Lalu apakah Hybrid Learning akan efisien untuk waktu yang lama?

Perdebatan tentang persoalan metode ini juga menanyakan tentang efisiensi waktu dan penyerapan ilmu dalam menyampaikannya kepada siswa/mahasiswa. Efisiensi yang diberikan metode ini mengorbankan interaksi langsung karena metode ini dipilih untuk menghindari kontak langsung antar individu maupun kelompok, terlebih lagi untuk penyelanggara belajar seperti guru atau dosen harus memfasilitasi metode ini dengan menyediakan proyektor, laptop/komputer, kamera, dan internet. Jika ditanya tentang efisiensi waktu terhadap metode ini maka akan mengacu terhadap kualitas input materi dari para siswa maupun mahasiswa yang terjebak dalam metode hybrid learning ataupun blended learning ini. Karena jika metode ini dilakukan dengan waktu yang lama maka daya terima siswa/mahasiswa akan mengalami perubahan dan akan nyaman, namun bukan nyaman terhadap metode ini melainkan nyaman karena menggantungkan perangkat yang digunakan. Maksudnya adalah siswa/mahasiswa jika disuruh memilih 2 opsi antara online (daring) atau offline (luring) maka kebanyakan mereka akan memilih online.

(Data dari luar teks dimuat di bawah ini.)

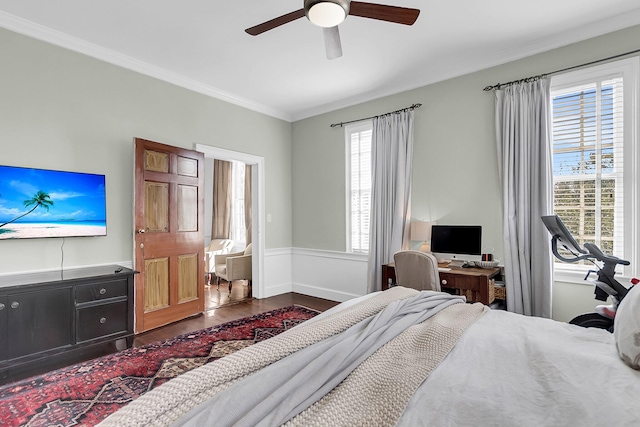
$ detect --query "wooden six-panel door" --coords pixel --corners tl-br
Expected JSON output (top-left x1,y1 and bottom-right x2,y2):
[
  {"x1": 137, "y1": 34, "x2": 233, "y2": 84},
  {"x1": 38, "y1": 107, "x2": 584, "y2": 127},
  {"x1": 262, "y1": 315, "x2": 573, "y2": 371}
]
[{"x1": 134, "y1": 138, "x2": 204, "y2": 333}]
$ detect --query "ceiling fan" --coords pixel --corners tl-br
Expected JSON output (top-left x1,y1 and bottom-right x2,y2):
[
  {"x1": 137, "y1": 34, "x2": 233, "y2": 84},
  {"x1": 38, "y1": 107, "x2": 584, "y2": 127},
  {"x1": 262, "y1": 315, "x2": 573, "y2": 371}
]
[{"x1": 245, "y1": 0, "x2": 420, "y2": 59}]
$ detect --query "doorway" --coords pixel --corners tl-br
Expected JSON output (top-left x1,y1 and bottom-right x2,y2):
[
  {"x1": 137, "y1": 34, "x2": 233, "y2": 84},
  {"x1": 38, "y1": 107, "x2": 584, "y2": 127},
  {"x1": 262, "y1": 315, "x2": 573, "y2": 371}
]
[{"x1": 195, "y1": 144, "x2": 266, "y2": 299}]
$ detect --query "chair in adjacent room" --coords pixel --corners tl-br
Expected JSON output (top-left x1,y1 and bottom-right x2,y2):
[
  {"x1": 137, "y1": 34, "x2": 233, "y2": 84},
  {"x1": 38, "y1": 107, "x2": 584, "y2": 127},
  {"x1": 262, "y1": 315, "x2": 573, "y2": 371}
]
[
  {"x1": 204, "y1": 239, "x2": 233, "y2": 285},
  {"x1": 214, "y1": 243, "x2": 252, "y2": 293},
  {"x1": 393, "y1": 251, "x2": 441, "y2": 292}
]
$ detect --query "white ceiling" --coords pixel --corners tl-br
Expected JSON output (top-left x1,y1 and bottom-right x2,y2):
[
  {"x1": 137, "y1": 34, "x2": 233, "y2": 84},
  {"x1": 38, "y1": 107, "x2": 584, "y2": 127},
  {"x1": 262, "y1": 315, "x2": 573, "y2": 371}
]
[{"x1": 0, "y1": 0, "x2": 640, "y2": 121}]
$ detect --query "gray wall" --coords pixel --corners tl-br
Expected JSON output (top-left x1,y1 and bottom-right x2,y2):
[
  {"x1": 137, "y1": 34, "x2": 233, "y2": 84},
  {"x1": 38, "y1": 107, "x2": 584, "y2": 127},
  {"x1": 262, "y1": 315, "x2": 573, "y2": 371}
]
[
  {"x1": 0, "y1": 29, "x2": 292, "y2": 274},
  {"x1": 293, "y1": 22, "x2": 640, "y2": 320}
]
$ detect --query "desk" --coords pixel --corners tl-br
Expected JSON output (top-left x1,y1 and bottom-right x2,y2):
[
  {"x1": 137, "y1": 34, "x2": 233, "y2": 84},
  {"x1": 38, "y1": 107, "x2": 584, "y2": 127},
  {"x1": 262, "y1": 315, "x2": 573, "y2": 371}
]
[{"x1": 382, "y1": 263, "x2": 501, "y2": 305}]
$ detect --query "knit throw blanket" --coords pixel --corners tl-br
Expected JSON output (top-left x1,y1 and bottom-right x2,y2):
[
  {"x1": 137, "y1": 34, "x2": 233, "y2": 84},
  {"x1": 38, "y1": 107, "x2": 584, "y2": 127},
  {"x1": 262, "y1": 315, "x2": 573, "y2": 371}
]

Dilihat dari sudut pandang sosiologi, hal ini berkaitan langsung prespektif postmodernsme yang bertransisinya dari modern ke postmodern, maksudnya adalah didekontruksi dengan menemukan metode-metode baru yang bisa menggantikan motode yang dianggap efektif sebelumnya, nah kita bisa lihat bahwasanya metode hybrid learning ini hadir untuk menggantikan metode sebelumnya yang sudah dianggap tradisional. Jadi kesimpulannya dari pertanyaan tersebut adalah keadaan yang memaksa dengan menggunakan metode ini, namun tidak bisa di gunakan dengan waktu lama karena akan mempengaruhi daya tangkap terhadap materi belajar yang disampaikan. Sehingga pemerintah harus bergerak cepat dalam penanganan COVID-19 agar masyarakat terbebas dari virus tersebut, namun jika penanganan kasus virus corona memakan waktu yang lama maka hal ini akan mengacu kepada habit atau kebiasaan New Normal in The Era of Pandemic. Jika hybrid learning diberlakukan dalam jangka panjang maka hal ini juga akan berpengaruh terhadap kualitas per-individu dan jika metode ini ditiadakan sehingga beralih ke metode luring maka akan menimbulkan kekhawatiran tertularnya virus corona bahkan muncul varian virus corona baru, masalah ini menjadi PR bagi pemerintah dalam menangani masalah tersebut agar cepat terselesaikan.